Insurance is a document-heavy industry with numerous terms and conditions, making it challenging for policyholders to find accurate answers to their queries regarding policy details or the claims process. This often leads to higher customer churn due to frustration and misinformation. This article explores how to address this issue using Generative AI by building an end-to-end Retrieval-Augmented Generation (RAG) chatbot for insurance.
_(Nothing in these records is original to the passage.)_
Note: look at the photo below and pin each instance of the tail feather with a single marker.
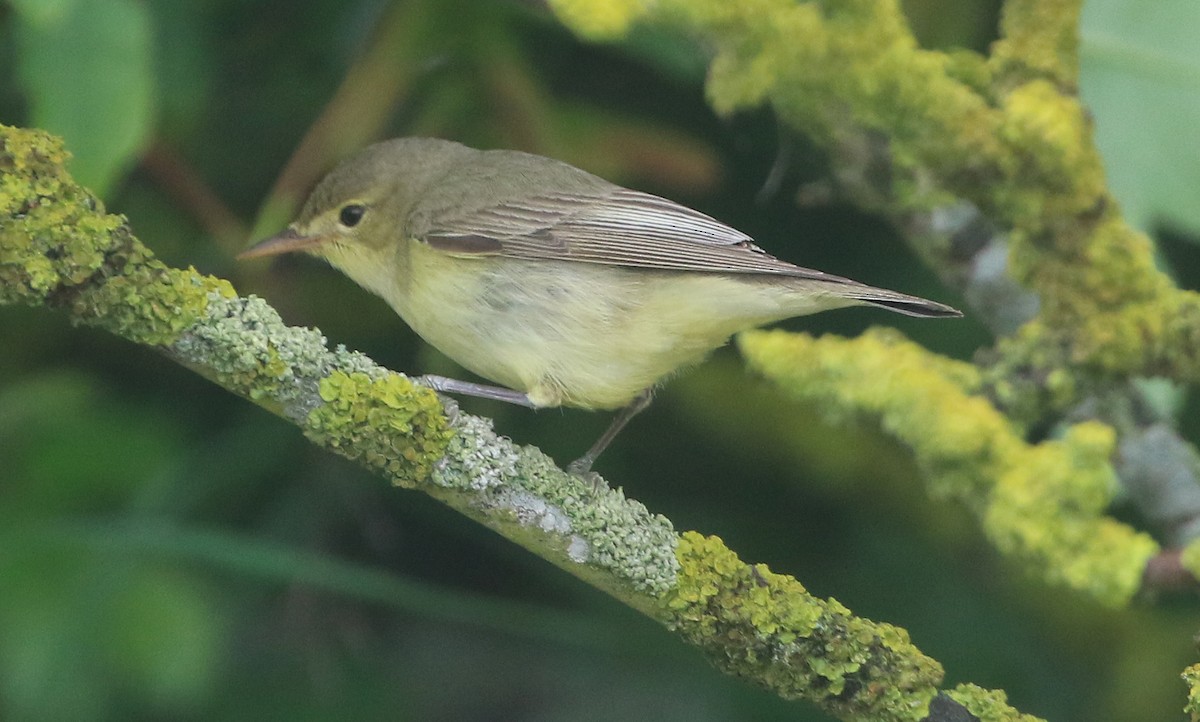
(903, 302)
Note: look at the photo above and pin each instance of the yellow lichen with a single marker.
(988, 705)
(1041, 504)
(385, 423)
(767, 627)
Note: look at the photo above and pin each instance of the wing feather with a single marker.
(621, 227)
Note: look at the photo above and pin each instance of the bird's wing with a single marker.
(618, 227)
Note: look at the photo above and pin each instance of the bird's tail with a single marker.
(899, 302)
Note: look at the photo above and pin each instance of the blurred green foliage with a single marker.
(169, 552)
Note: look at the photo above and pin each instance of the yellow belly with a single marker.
(574, 334)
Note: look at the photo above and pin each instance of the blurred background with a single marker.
(171, 552)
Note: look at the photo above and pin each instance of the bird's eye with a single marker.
(351, 215)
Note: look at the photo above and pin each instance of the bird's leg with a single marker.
(582, 465)
(447, 385)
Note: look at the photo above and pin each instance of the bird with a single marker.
(559, 287)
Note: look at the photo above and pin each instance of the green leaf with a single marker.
(87, 67)
(1141, 78)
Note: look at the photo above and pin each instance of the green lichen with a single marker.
(1192, 679)
(768, 629)
(989, 705)
(149, 302)
(1043, 504)
(1006, 132)
(245, 346)
(387, 423)
(53, 233)
(1191, 558)
(59, 247)
(611, 531)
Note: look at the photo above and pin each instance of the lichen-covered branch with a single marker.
(1042, 504)
(58, 248)
(1005, 133)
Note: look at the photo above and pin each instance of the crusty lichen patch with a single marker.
(58, 246)
(768, 629)
(989, 705)
(387, 423)
(1042, 504)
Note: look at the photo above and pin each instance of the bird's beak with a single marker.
(286, 241)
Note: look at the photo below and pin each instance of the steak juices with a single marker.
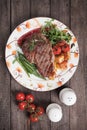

We call it IVA(Insurance Virtual Agent), which is built over the robust AWS stack.
This article was published as a part of the Data Science Blogathon.
A Retrieval-Augmented Generation chatbot is a sophisticated AI tool that enhances user interactions by integrating document retrieval with natural language generation. Instead of solely generating responses from a pre-trained model, an RAG chatbot retrieves relevant information from a database or document set. It then uses this information to craft detailed and accurate answers. This dual approach ensures that users receive highly contextual and precise information tailored to their queries.
We can divide the solution into three modules to develop and explain it agilely rather than handle it all simultaneously.
This module will focus on setting up the necessary AWS infrastructure. We’ll use TypeScript to create the stack and develop a Lambda function using Python. To get started, clone the repository and review the stack. However, suppose you’re new to this process and want to gain a deeper understanding. In that case, I highly recommend initializing a blank TypeScript CDK project and adding the required resources step-by-step.
Create an S3 bucket to host the static website, configure public read access, and deploy the website content. We will use this static page as a landing page for the insurance company and access the chatbot.
const siteBucket = new s3.Bucket(this, 'MyStaticSiteBucket', {
bucketName: "secure-insurance-website",
websiteIndexDocument: 'index.html',
autoDeleteObjects: true,
removalPolicy: cdk.RemovalPolicy.DESTROY,
blockPublicAccess: { /* ... */ }
});
siteBucket.addToResourcePolicy(new iam.PolicyStatement({
effect: iam.Effect.ALLOW,
actions: ['s3:GetObject'],
principals: [new iam.AnyPrincipal()],
resources: [siteBucket.arnForObjects('*')],
}));
new s3deploy.BucketDeployment(this, 'DeployStaticSite', {
sources: [s3deploy.Source.asset('./website')],
destinationBucket: siteBucket,
});#import csv
Create an S3 bucket to store policy documents and the vectors.
const sourceBucket = new s3.Bucket(this, 'RagSourceBucket', {
bucketName: 'rag-bot-source',
removalPolicy: cdk.RemovalPolicy.DESTROY,
});#import csv
Create an IAM role with permissions for S3 and AWS Bedrock operations
const lambdaRole = new iam.Role(this, 'LambdaRole', {
assumedBy: new iam.ServicePrincipal('lambda.amazonaws.com'),
});
lambdaRole.addToPolicy(new iam.PolicyStatement({
actions: ['s3:GetObject', 's3:PutObject'],
resources: [sourceBucket.bucketArn + '/*'],
}));
lambdaRole.addManagedPolicy(iam.ManagedPolicy.fromAwsManagedPolicyName('service-role/AWSLambdaBasicExecutionRole'));
lambdaRole.addManagedPolicy(iam.ManagedPolicy.fromAwsManagedPolicyName('AmazonBedrockFullAccess'));#import csv
Define a Lambda function using a Docker image that processes documents:
const dockerFunc = new lambda.DockerImageFunction(this, "DockerFunc", {
code: lambda.DockerImageCode.fromImageAsset("./image"),
memorySize: 1024,
timeout: cdk.Duration.seconds(20),
architecture: lambda.Architecture.X86_64,
role: lambdaRole,
});
sourceBucket.addEventNotification(s3.EventType.OBJECT_CREATED, new s3n.LambdaDestination(dockerFunc), {
prefix: 'docs/',
});#import csv
Once the development is completed, the stack can be deployed to AWS using the below commands. ( Assuming the CDK is already configured)
npm install -g aws-cdk
cdk bootstrap aws://YOUR-AWS-ACCOUNT-ID/YOUR-AWS-REGION
cdk deploy#import csv
Please note - we will have to update the chat server URL in the index.html file once we deploy the chatbot to AWS (Module 3).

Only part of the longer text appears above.